Surfing legend Kelly Slater (second from left) presents a $12,500 check to city officials, including Mayor Ray Madrigal, City Manager Nathan Olsen, and Community Development Director Judy Holwell.
Photo Contributed

To wear out a well-worn cliche, Kelly Slater is making waves around Lemoore – in more ways than one. Who thought that one of the world’s best surfers would help put Lemoore, a small, picturesque town in the middle of the San Joaquin Valley, on the map – at least the world surfing map?

That’s just what he’s done. Surfing legend Kelly Slater, who’s won more surfing championships than Frankie Avalon and Annette Funicello combined, is at his peak in the surfing world.

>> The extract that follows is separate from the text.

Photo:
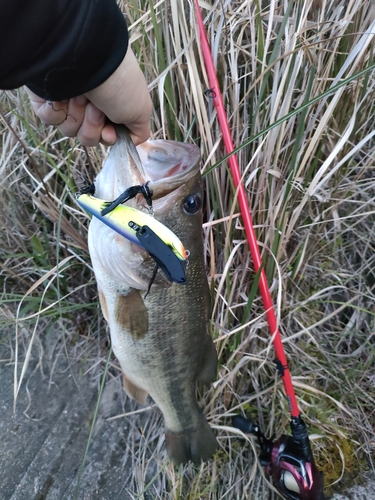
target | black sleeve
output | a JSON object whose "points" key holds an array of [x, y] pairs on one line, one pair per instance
{"points": [[60, 48]]}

The 11-time World Surf League champ, who won five consecutive titles from 1994-98, is the world's top competitive surfer, an innovative businessman, and a forward-thinking inventor. In December of 2015, Slater announced that he and his engineering team created the world’s first artificial wave, and a darn impressive wave according to the myriad of championship caliber surfers who have trekked to the arid San Joaquin Valley to test it.

The World Surf League was so impressed that it announced that Slater’s Surf Ranch is the latest stop on the organization’s Championship Tour. The new event is scheduled for September 2018.

Slater and his team were on hand recently at the Surf Ranch where they met with officials from the City of Lemoore and Kings County. Slater presented Mayor Ray Madrigal with a $12,500 check, which the city could spend on surfboards and Mai-Tais, but will presumably apply it towards the Lemoore Recreation Department. Madrigal, joined by Lemoore City Manager Nathan Olson and Community Development Director Judy Holwell, accepted the check.

Slater also presented a $12,500 check to Kings County officials.

Slater’s magical “surf” device creates the perfect wave every time on the man-made lake between Lemoore and Stratford. Slater’s chief scientist Adam Fincham, a professor of aerospace and mechanical engineering at the University of Southern California, designed the wavemaker.

The wave machine has been in the works for several years, but it wasn’t until late 2015 that Slater’s team perfected the wave. The wave is produced by a plow-like hydrofoil that guides a rail in the water, which creates the wave.

There are plans to open it to the public. The facility was recently purchased by Santa Monica-based World Surf League Holdings.